First of all, nice set of patches.

On Sat, 2007-03-31 at 23:10 -0800, Christoph Lameter wrote:
> --- linux-2.6.21-rc5-mm2.orig/include/asm-generic/memory_model.h 2007-03-31 22:47:14.000000000 -0700
> +++ linux-2.6.21-rc5-mm2/include/asm-generic/memory_model.h 2007-03-31 22:59:35.000000000 -0700
> @@ -47,6 +47,13 @@
> })
>
> #elif defined(CONFIG_SPARSEMEM)
> +#ifdef CONFIG_SPARSE_VIRTUAL
> +/*
> + * We have a virtual memmap that makes lookups very simple
> + */
> +#define __pfn_to_page(pfn) (vmemmap + (pfn))
> +#define __page_to_pfn(page) ((page) - vmemmap)
> +#else
> /*
> * Note: section's mem_map is encorded to reflect its start_pfn.
> * section[i].section_mem_map == mem_map's address - start_pfn;
> @@ -62,6 +69,7 @@
> struct mem_section *__sec = __pfn_to_section(__pfn); \
> __section_mem_map_addr(__sec) + __pfn; \
> })
> +#endif
> #endif /* CONFIG_FLATMEM/DISCONTIGMEM/SPARSEMEM */

Any chance this can be done without embedding this inside another
#ifdef? I really hate untangling the mess when an #endif goes
missing.

Any reason this can't just be another #elif?
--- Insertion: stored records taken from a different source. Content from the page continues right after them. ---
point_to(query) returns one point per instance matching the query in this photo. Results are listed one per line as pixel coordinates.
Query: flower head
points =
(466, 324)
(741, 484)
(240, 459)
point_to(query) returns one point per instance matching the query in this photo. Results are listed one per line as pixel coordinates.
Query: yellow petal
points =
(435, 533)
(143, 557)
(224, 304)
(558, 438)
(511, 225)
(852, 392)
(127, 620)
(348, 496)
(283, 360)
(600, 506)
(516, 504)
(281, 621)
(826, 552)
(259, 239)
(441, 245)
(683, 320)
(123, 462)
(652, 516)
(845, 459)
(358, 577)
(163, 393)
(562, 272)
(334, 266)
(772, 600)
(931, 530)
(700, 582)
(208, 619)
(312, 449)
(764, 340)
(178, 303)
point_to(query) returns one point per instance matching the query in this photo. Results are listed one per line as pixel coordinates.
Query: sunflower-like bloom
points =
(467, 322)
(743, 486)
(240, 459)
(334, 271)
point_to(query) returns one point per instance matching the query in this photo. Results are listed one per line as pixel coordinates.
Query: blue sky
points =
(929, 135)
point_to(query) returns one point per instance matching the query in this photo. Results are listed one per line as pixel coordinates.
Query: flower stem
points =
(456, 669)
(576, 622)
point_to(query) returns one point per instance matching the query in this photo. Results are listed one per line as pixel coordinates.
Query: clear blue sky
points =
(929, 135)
> #ifdef CONFIG_OUT_OF_LINE_PFN_TO_PAGE
> Index: linux-2.6.21-rc5-mm2/mm/sparse.c
> ===================================================================
> --- linux-2.6.21-rc5-mm2.orig/mm/sparse.c 2007-03-31 22:47:14.000000000 -0700
> +++ linux-2.6.21-rc5-mm2/mm/sparse.c 2007-03-31 22:59:35.000000000 -0700
> @@ -9,6 +9,7 @@
> #include <linux/spinlock.h>
> #include <linux/vmalloc.h>
> #include <asm/dma.h>
> +#include <asm/pgalloc.h>
>
> /*
> * Permanent SPARSEMEM data:
> @@ -101,7 +102,7 @@ static inline int sparse_index_init(unsi
>
> /*
> * Although written for the SPARSEMEM_EXTREME case, this happens
> - * to also work for the flat array case becase
> + * to also work for the flat array case because
> * NR_SECTION_ROOTS==NR_MEM_SECTIONS.
> */
> int __section_nr(struct mem_section* ms)
> @@ -211,6 +212,90 @@ static int sparse_init_one_section(struc
> return 1;
> }
>
> +#ifdef CONFIG_SPARSE_VIRTUAL
> +
> +void *vmemmap_alloc_block(unsigned long size, int node)
> +{
> + if (slab_is_available()) {
> + struct page *page =
> + alloc_pages_node(node, GFP_KERNEL,
> + get_order(size));
> +
> + BUG_ON(!page);
> + return page_address(page);
> + } else
> + return __alloc_bootmem_node(NODE_DATA(node), size, size,
> + __pa(MAX_DMA_ADDRESS));
> +}

Hmmmmmmm. Can we combine this with sparse_index_alloc()? Also, why not
just use the slab for this?

Let's get rid of the _block() part, too. I'm not sure it does any good.
At least make it _bytes() so that we know what the units are. Also, if
you're just going to round up internally and _not_ use the slab, can you
just make the argument in pages, or even order?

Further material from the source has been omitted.